Прежде она дарила доверие, как будто из милости, только своей наперснице и подруге, жене священника. Это был ее каприз, она роняла крупицы. Теперь она шла искать помощи, с поникшей головой, с обузданной гордостью, почуя рядом силу сильнее своей и мудрость мудрее своей самолюбивой воли.
Вера сообщала, бывало, своей подруге мелочной календарь вседневной своей жизни, событий, ощущений, впечатлений, даже чувств, доверила и о своих отношениях к Марку, но скрыла от нее катастрофу, сказав только, что все кончено, что они разошлись навсегда – и только. Жена священника не знала истории обрыва до конца и приписала болезнь Веры отчаянию разлуки.
Она любила Марфеньку, так же как Наталью Ивановну, но любила обеих, как детей иногда, пожалуй, как собеседниц.

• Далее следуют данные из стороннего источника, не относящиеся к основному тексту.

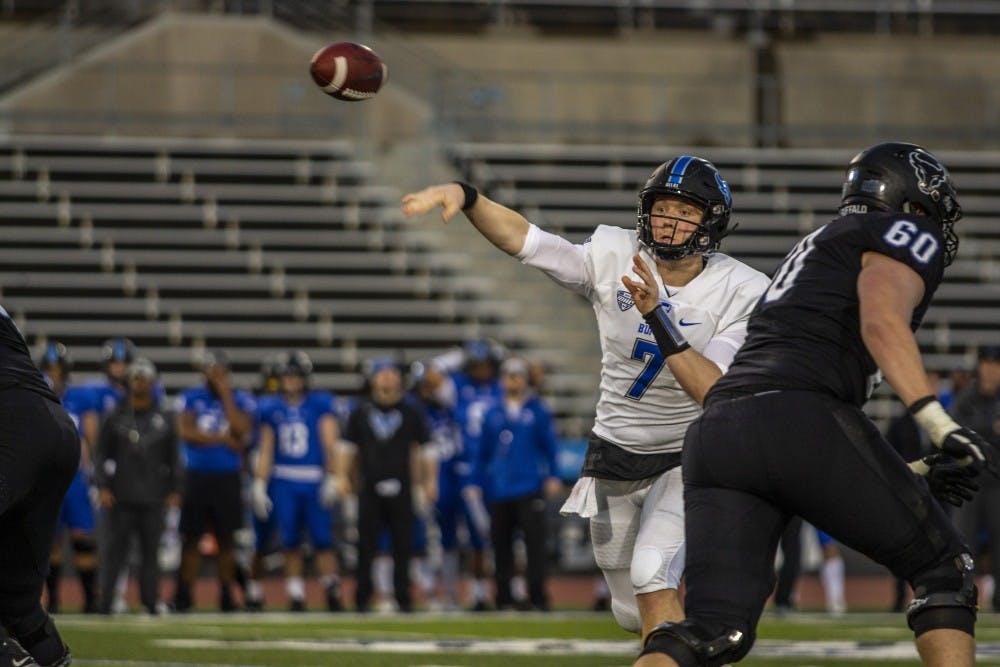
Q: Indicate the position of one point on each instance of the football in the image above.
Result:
(348, 71)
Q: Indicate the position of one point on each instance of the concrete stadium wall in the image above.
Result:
(908, 87)
(204, 76)
(566, 85)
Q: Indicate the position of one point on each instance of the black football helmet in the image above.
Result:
(56, 354)
(898, 176)
(698, 181)
(118, 349)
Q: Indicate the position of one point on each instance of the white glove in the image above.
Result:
(328, 490)
(421, 506)
(259, 500)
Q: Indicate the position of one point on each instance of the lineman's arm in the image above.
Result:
(265, 453)
(888, 292)
(346, 461)
(329, 436)
(503, 227)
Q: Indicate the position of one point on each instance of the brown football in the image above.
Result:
(348, 71)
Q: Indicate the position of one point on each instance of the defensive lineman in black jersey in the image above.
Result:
(783, 432)
(39, 453)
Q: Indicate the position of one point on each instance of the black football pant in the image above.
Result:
(39, 454)
(374, 513)
(791, 565)
(146, 522)
(528, 514)
(752, 463)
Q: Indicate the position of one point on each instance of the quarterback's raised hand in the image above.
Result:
(950, 437)
(449, 196)
(949, 480)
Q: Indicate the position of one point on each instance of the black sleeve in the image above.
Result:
(175, 479)
(104, 451)
(914, 240)
(421, 430)
(351, 429)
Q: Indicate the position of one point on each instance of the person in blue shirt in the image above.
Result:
(214, 424)
(264, 530)
(294, 476)
(459, 501)
(77, 514)
(517, 463)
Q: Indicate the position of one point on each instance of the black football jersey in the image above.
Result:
(16, 367)
(805, 331)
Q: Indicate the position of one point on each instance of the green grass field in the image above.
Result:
(476, 640)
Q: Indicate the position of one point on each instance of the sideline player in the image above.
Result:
(76, 514)
(295, 472)
(630, 486)
(783, 432)
(459, 499)
(39, 454)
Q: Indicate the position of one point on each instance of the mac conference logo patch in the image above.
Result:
(624, 300)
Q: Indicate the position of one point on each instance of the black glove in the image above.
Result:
(950, 481)
(951, 437)
(966, 443)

В тихую пору жизни она опять позовет Наталью Ивановну и будет передавать ей вседневные события по мелочам, в подробностях, – опять та будет шепотом поддакивать ей, разбавлять ее одинокие ощущения.
Но в решительные и роковые минуты Вера пойдет к бабушке, пошлет за Тушиным, постучится в комнату брата Бориса.
И теперь она постучалась ко всем троим.
XIII
Она положила оба письма в карман, тихо, задумчиво пошла к Татьяне Марковне и села подле нее.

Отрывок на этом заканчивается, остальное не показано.